Pregnant Woman Dies Following ‘Delay’ in Treatment
A pregnant woman died in hospital after experiencing what the family’s solicitor describes as “gross failings in the provision of basic care”.
Trudy Glenister, 38, was five weeks pregnant in April 2011 when she suffered abdominal pains and vomiting at her home in Essex. She told her family that she feared that she was losing the baby.
An ambulance trainee and a student colleague responded to the emergency call. They arrived at 7.29pm, April 11th, and began to make observations at 7:35pm. The Observations continued until 8:09pm, at which point Mrs Glenister was taken to Southend Hospital.

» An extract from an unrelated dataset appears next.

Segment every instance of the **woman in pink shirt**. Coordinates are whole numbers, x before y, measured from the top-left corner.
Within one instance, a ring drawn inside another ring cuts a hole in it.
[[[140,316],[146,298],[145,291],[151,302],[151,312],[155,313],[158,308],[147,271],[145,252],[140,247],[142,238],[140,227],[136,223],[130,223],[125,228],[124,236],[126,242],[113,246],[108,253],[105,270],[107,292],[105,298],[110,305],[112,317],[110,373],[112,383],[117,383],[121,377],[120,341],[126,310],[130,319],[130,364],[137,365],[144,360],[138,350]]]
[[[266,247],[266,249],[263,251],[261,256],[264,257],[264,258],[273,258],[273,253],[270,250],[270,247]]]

However, flashing lights and sirens were not used on the journey, as the crew feared that this could increase Mrs Glenister’s anxiety.

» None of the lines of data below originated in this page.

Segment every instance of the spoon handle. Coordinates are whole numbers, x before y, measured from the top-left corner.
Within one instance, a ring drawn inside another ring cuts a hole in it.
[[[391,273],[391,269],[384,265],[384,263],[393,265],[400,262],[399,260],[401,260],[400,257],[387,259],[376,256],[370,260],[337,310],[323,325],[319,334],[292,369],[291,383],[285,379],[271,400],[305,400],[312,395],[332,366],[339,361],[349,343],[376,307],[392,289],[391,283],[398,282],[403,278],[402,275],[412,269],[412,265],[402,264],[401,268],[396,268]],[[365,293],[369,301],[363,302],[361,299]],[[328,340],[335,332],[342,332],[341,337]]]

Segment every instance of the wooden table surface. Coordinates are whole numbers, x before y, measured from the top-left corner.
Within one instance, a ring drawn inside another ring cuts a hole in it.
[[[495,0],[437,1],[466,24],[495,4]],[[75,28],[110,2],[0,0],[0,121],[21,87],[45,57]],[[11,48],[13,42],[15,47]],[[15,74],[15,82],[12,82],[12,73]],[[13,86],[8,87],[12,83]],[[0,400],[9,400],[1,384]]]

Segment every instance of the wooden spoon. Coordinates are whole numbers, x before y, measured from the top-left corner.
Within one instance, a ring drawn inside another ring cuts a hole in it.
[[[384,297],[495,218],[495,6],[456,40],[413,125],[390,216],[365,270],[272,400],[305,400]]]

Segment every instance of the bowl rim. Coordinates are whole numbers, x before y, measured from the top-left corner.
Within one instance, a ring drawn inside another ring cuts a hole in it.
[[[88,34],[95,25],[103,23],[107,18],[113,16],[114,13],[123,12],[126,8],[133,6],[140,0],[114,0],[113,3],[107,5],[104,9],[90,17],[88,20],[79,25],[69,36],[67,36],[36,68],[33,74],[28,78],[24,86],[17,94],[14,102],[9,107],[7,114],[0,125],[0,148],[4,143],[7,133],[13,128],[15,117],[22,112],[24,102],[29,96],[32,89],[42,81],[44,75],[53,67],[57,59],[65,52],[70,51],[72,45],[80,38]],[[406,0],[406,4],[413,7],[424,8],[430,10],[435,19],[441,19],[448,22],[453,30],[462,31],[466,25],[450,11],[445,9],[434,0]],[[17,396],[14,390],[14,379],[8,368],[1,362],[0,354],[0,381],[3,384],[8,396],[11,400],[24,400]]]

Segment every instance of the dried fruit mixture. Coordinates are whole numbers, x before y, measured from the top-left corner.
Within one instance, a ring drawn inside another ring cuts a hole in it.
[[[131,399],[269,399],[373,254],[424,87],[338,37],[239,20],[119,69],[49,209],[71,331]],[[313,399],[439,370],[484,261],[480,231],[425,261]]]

Upon arrival at the hospital, the ambulance crew queued behind other ambulances, seemingly unaware of the medical emergency on board.
Events at the Hospital
Following her 40 minute wait at home and her 15 minute ambulance journey, Mrs Glenister was pronounced dead shortly after arrival at Southend Hospital. She had suffered a cardiac arrest.
A post mortem examination was conducted by pathologist Dr Ian Caulder. The results showed that Mrs Glenister was carrying an ectopic pregnancy, and that the foetus in her fallopian tube had ruptured her ovarian artery – between 4 and 5 litres of blood had flooded her abdomen.
Roger Wicks, a solicitor representing Mrs Glenister’s family, has called on the coroner to record “medical negligence” as a factor in Mrs Glenister’s death.
Dr Caulder has described the situation faced by Mrs Glenister as an “acute medical surgical emergency”.